Diesen Erwägungen zufolge ist - sofern eine Hauptschuld des Nebenintervenienten bei der klagenden Partei bestand - die Haftung der beklagten Partei aufgrund eines Schuldbeitritts für die Nominalbeträge der zu Lasten des "Sonderkontos" getätigten Auslagen der klagenden Partei bis zu einer Höchstsumme von ATS 200.000,-- (= 14.534,57 Euro) zu bejahen. Voraussetzung für die Fälligkeit der Forderung auf Ersatz der Auslagen ist vereinbarungsgemäß die Vorlage von Belegen durch die klagende Partei. Auf erbrachte Sachleistungen kann sich die beklagte Partei gegenüber der klagenden Partei nicht berufen, weil eine Abdeckung offener Geldleistungen nur durch Geldleistungen erfolgen kann.
Zu der von der klagenden Partei begehrten Erstattung der Finanzierungskosten ist darauf zu verweisen, dass solche mangels gegenteiliger vertraglicher Vereinbarung - auch über den Nominalbetrag von ATS 200.000,-- hinaus - allenfalls dann zu ersetzen sind, wenn die beklagte Partei mit ihrer Leistung (schuldhaft) in Verzug geraten sein sollte und die klagende Partei deshalb Fremdmittel zur Deckung hätte heranziehen müssen.

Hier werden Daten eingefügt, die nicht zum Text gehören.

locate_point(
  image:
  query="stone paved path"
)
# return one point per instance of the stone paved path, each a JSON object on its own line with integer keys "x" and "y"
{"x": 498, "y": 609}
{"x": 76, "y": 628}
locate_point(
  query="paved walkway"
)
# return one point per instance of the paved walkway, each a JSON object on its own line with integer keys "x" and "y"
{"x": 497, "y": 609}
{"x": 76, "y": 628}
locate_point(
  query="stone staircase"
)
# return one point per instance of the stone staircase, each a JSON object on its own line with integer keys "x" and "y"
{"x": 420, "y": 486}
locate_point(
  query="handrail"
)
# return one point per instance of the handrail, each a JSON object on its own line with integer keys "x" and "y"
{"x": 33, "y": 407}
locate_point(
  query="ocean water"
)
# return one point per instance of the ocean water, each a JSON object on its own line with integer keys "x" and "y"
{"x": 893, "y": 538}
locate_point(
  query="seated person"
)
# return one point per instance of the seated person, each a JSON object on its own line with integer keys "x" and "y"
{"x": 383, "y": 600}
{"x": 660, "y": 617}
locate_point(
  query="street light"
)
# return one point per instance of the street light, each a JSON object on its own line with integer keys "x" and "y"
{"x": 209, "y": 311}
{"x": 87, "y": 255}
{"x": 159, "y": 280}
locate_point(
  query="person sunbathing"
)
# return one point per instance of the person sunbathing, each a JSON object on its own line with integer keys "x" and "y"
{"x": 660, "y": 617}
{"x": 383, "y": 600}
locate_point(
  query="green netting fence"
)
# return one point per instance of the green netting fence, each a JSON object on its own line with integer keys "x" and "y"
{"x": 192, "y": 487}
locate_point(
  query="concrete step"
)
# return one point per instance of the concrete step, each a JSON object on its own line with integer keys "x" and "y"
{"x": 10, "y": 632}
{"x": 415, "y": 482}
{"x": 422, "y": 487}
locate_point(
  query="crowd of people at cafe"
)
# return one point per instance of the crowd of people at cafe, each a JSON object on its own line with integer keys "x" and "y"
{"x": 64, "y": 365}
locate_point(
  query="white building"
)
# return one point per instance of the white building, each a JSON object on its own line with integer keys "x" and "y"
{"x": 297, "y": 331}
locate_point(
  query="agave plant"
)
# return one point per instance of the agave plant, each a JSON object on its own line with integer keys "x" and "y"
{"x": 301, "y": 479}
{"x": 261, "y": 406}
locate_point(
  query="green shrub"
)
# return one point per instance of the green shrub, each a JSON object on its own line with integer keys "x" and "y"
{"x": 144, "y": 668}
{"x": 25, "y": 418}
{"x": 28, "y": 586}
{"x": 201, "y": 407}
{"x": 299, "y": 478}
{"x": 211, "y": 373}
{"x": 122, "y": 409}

Feststellungen, ob bzw inwieweit der beklagten Partei Belege vorgelegt wurden, was Voraussetzung für die Fälligkeit wäre, wurden nicht getroffen (siehe dazu aber etwa Beilage ./1). Eine abschließende Beurteilung der Rechtssache ist somit mangels vollständiger Sachverhaltsgrundlage nicht möglich.
Die Rechtssache ist daher zur Ergänzung des Verfahrens an das Gericht erster Instanz zurückzuverweisen. Dieses wird mit den Parteien insbesondere die Frage der Vertretungsbefugnis des angeblichen Generalsekretärs für den Nebenintervenienten sowie die Fälligkeit und Höhe der Klageforderung zu erörtern haben.
Der Vorbehalt der Entscheidung über die Kosten des Rechtsmittelverfahrens beruht auf § 52 Abs 1 ZPO.